Self-Acceptance: The Gift Most Neglect Themselves


My job involves a great deal of personal interactions. Whether it’s by phone, meeting, or email, you can bet that I’m talking to someone. And that’s just my everyday reality. I also have to deal with interacting with others on a larger scale, such as leading professional development seminars, teaching staff training classes, or speaking at a business conference. I’m confident that for every person out there, there’s a meaningful role within the workforce they’re destined to occupy. To me, it’s not a romantic idea; it’s simply a fact. But, sadly, a vast majority of those tens of thousands of people I speak to are crippled by the same negative mindset that’s keeping them from achieving their full career potentials.


Let’s face it – we’re a bit behind in our beliefs. We were taught to believe that a college degree would bring us instant success, that our relatives know best when it comes to our next career steps, and that if you work hard at your current company, you’ll be safe from cutbacks.
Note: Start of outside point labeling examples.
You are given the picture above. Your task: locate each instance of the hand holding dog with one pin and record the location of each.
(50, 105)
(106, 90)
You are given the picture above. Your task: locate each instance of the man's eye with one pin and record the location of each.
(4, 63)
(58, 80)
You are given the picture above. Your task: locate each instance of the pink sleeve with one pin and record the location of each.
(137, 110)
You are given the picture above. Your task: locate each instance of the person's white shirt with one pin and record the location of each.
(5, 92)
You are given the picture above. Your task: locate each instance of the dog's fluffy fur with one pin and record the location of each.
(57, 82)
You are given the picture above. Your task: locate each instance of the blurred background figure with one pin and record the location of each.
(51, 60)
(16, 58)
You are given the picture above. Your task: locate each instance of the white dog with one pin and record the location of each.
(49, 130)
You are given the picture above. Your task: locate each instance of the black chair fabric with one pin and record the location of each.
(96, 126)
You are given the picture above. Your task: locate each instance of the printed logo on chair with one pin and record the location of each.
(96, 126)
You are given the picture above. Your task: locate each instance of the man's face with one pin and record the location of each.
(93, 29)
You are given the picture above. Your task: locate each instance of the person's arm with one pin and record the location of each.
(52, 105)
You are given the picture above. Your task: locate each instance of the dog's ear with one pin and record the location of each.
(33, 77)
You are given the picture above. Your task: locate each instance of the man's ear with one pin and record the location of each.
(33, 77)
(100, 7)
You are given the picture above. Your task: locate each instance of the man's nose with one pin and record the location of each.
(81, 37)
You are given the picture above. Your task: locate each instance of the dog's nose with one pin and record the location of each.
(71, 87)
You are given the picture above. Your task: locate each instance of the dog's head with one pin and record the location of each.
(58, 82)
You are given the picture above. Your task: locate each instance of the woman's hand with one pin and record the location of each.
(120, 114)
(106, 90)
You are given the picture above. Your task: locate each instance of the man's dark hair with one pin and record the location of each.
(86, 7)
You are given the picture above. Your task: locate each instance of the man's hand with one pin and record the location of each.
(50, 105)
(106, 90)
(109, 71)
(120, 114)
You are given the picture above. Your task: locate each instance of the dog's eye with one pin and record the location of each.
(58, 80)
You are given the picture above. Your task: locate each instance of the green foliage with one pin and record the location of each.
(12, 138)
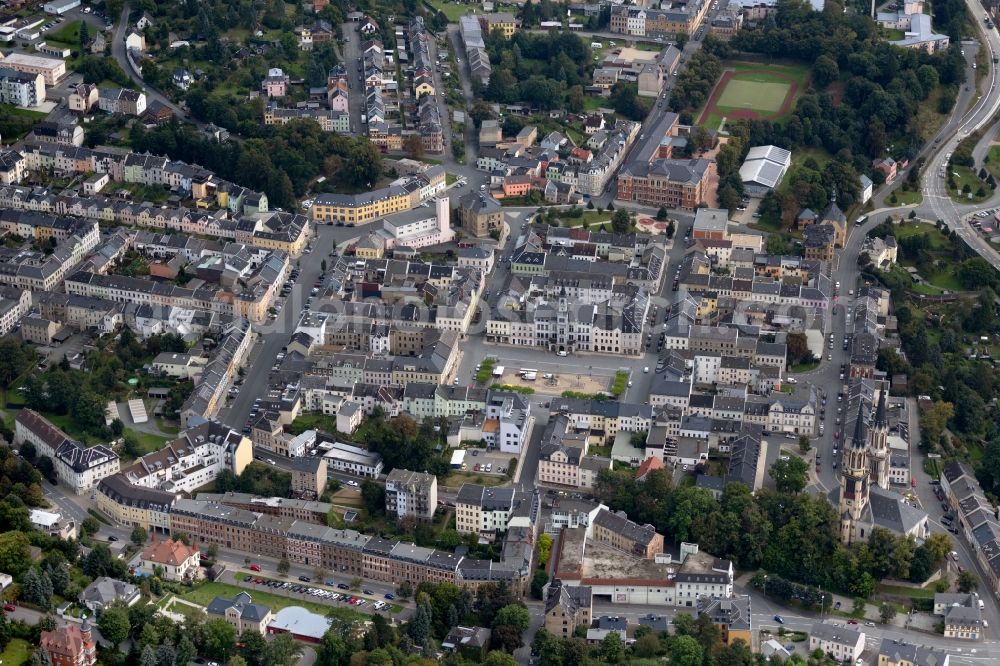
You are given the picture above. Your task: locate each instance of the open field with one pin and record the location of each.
(206, 592)
(754, 95)
(754, 90)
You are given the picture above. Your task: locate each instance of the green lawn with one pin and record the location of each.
(908, 229)
(595, 103)
(993, 161)
(16, 653)
(906, 198)
(452, 10)
(963, 176)
(147, 442)
(589, 217)
(395, 608)
(313, 421)
(206, 592)
(756, 95)
(758, 87)
(902, 591)
(34, 116)
(69, 34)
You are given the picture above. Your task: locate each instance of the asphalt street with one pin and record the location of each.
(121, 57)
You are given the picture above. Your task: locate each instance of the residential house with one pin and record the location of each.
(240, 611)
(104, 591)
(176, 560)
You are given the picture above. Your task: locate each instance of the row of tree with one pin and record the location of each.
(282, 161)
(790, 533)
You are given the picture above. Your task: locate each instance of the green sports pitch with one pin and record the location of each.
(753, 95)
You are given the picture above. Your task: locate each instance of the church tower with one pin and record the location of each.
(854, 480)
(879, 444)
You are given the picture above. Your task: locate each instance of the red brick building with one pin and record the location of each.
(72, 645)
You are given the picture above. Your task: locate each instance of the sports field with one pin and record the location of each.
(752, 90)
(753, 95)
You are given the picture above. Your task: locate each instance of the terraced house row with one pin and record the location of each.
(340, 551)
(127, 167)
(287, 232)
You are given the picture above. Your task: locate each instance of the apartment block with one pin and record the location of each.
(410, 495)
(79, 467)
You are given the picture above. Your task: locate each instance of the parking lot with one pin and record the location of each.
(552, 383)
(485, 461)
(985, 222)
(302, 590)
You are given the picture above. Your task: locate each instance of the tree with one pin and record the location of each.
(282, 651)
(791, 475)
(976, 272)
(32, 589)
(685, 651)
(967, 582)
(506, 637)
(498, 658)
(514, 615)
(538, 582)
(15, 553)
(373, 497)
(825, 71)
(621, 222)
(90, 526)
(254, 648)
(186, 651)
(413, 146)
(886, 612)
(612, 650)
(113, 623)
(15, 358)
(147, 657)
(796, 347)
(419, 626)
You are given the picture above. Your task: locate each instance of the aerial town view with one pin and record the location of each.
(501, 332)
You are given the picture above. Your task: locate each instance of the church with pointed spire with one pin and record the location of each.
(866, 501)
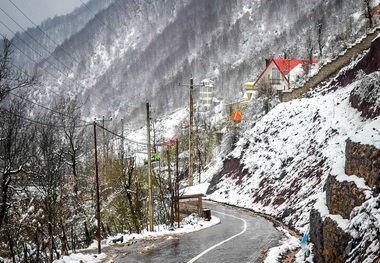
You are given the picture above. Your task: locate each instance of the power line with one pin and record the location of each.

Our parents and our parents’ parents have perpetuated these beliefs – beliefs that, in one form or another, were once true. Traits that made us stand out and challenged those precious traditions were suffocated by our desperate desire to fit in and to please mom and dad. But what most people don’t realize is that the most innovative leaders in business crave those differences.


And after spending 22 years learning, we’re left with a whole lot of baggage. “Why aren’t I more popular? Why aren’t I athletic? Why can’t I see eye to eye with my parents?” It’s the same high school bull@#$% that sets the foundation for how we view ourselves in the work world. Suddenly, those insecurities translate into “What if I don’t have the skills to do the job? What if I fail?” This poisonous line of thinking gets in the way of securing major opportunities and growing our skillsets. But hey, at least we can recite Homer’s The Odyssey and point out some arbitrary themes in Shakespeare’s plays. At the very least, it could help score some points on Jeopardy.


In all seriousness, I urge you to recognize your accomplishments and potential, and ultimately learn to truly value yourself. After all, ‘tis the season to give thanks, yourself included. In order to build a sustainable, fulfilling career, you must change your thoughts, which will in turn change your actions and, consequently, your outcomes.




It’s not too good to be true. Too many people believe that there’s no good-paying job that corresponds to what they love to do. If you’re a great talker and love dealing with people, guess what? There are jobs for you. Are you a puzzle maniac, a video game fanatic, or a Photoshop master? You guessed it – there are plenty of jobs that require those exact skills. In fact, job creation is at an all-time high, but most people have no idea what’s out there. Take a break from Facebook to do some research. Once you find some viable options, set small, manageable goals and celebrate every tiny win.


Be your own best advocate. I’ve said it before, but it’s worth repeating. Negative self-talk will get you nowhere. Stop looking to outside forces to solve your career problems. Take matters into your own hands, seek out guidance from qualified professionals, and map out a career plan you can commit to.


Admit to your mistakes and shortcomings. We all have them so why be afraid to own who you are – the good, the bad, and the ugly. The good news is, you CAN teach an old dog new tricks. Being mindful of qualities or inefficacies that are holding you hack is the first step towards self-acceptance. Plus, employers respect and appreciate candidates who are forthcoming about areas they fall short in.


Remember that you ARE worthy and only you can give yourself the gift of self-acceptance. I know it’s corny, but I couldn’t care less because it’s the absolute truth.